Перед ним стоял человек нового, самого юного поколения.
Самые, казалось бы, несоединимые черты — мечтательность и действенность, полет фантазии и практицизм, любовь к добру и беспощадность, широта души и трезвый расчет, страстная любовь к радостям земным и самоограничение, — эти, казалось бы, несоединимые черты вместе создали неповторимый облик этого поколения.
Валько хорошо знал его, это поколение, потому что оно в большой мере было сколком с него самого.
— Подпольщика ты вроде уже нашел, — с усмешкой сказал Валько, — а что нам дальше делать, об том мы сейчас поговорим.
Олег молча ждал.
— Я вижу, ты не сегодня решился, — сказал Валько.

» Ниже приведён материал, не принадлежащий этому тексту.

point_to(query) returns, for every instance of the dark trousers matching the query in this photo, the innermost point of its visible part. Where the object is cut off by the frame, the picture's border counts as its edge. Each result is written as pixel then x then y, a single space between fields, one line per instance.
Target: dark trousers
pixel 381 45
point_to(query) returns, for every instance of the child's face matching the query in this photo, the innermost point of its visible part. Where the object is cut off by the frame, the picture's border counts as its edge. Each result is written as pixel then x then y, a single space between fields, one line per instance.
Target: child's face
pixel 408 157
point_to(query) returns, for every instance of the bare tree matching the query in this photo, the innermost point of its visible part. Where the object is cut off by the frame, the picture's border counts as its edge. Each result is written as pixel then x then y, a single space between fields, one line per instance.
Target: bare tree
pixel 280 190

Он был прав. Едва возникла непосредственная угроза Ворошиловграду, Олег, впервые скрыв от матери свое намерение, пошел в райком комсомола и попросил, чтобы его использовали при организации подпольных групп.
Его очень обидели, когда сказали без всякого объяснения причин примерно следующее:
— Вот что, хлопец: собирай-ка свои манатки да уезжай подобру-поздорову, да поживее.

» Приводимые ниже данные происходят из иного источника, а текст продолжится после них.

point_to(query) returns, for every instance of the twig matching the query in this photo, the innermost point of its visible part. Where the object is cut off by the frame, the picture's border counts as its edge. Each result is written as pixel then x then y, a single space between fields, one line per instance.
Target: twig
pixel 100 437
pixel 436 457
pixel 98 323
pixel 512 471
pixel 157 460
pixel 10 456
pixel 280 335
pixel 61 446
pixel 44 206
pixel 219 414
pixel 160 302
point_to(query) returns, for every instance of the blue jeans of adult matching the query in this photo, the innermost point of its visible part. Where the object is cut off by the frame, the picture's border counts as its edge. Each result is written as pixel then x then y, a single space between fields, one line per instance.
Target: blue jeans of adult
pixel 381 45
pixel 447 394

Он не знал, что райком комсомола не создавал самостоятельных подпольных групп, а те комсомольцы, которых оставляли в распоряжение подпольной организации, были уже выделены заранее. Поэтому ответ, который он получил в райкоме, не только не был грубым, а был даже, в известном смысле, выражением внимания к товарищу. И ему пришлось уехать.
Но в тот самый момент, как прошло первое напряжение событий на переправе и Олегу стало ясно, что уйти не удалось, его так и озарила мысль: теперь мечта его осуществится! Вся тяжесть бегства, расставания с матерью, неясности всей его судьбы свалилась с души его. И все силы души его, все страсти, мечты, надежды, весь пыл и напор юности — все это хлынуло на волю.

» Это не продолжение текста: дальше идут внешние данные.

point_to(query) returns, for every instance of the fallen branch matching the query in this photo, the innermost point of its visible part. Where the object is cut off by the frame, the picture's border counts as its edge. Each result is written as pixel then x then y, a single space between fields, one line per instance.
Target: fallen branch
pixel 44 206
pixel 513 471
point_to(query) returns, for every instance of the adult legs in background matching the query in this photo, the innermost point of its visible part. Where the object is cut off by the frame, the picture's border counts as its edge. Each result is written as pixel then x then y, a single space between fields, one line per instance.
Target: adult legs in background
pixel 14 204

— Оттого ты так и подобрался, что решился, — продолжал Валько. — У меня у самого такой характер. Еще вчера — иду, а все у меня из памяти не выходит: то, как мы шахту взорвали, то, вижу, армия отступает, беженцы мучаются, дети. И такой у меня мрак на душе! — с необыкновенной искренностью говорил Валько. — Должен был радоваться тому, что хоть семью увижу, с начала войны не видался, — а в сердце все стучит: 'Ну, а дальше что?..' Так было вчера. А что ж сегодня? Армия наша ушла. Немец нас захватил. Семью я не увижу. Может быть, никогда не увижу. А на душе у меня отлегло. Почему? Потому, что теперь у меня один шлях, як у чумака. А это для нашего брата самое главное.
Олег чувствовал, что сейчас в балке под Краснодоном, при свете месяца, чудно блестевшего по росе, этот суровый, сдержанный человек со сросшимися, как у цыгана, бровями говорит с ним, с Олегом, так откровенно, как он, может быть, не говорил ни с кем.
— Ты вот что: ты с этими ребятами связи не теряй, это ребята свои, — говорил Валько. — Себя не выдавай, а связь с ними держи. И присматривай еще ребят, годных к делу, таких, что покремнистей. Но только смотри, без моего ведома ничего не предпринимай, — завалишься. Я тебе скажу, когда и что тебе делать…
— Вы знаете, кто оставлен в городе? — спросил Олег.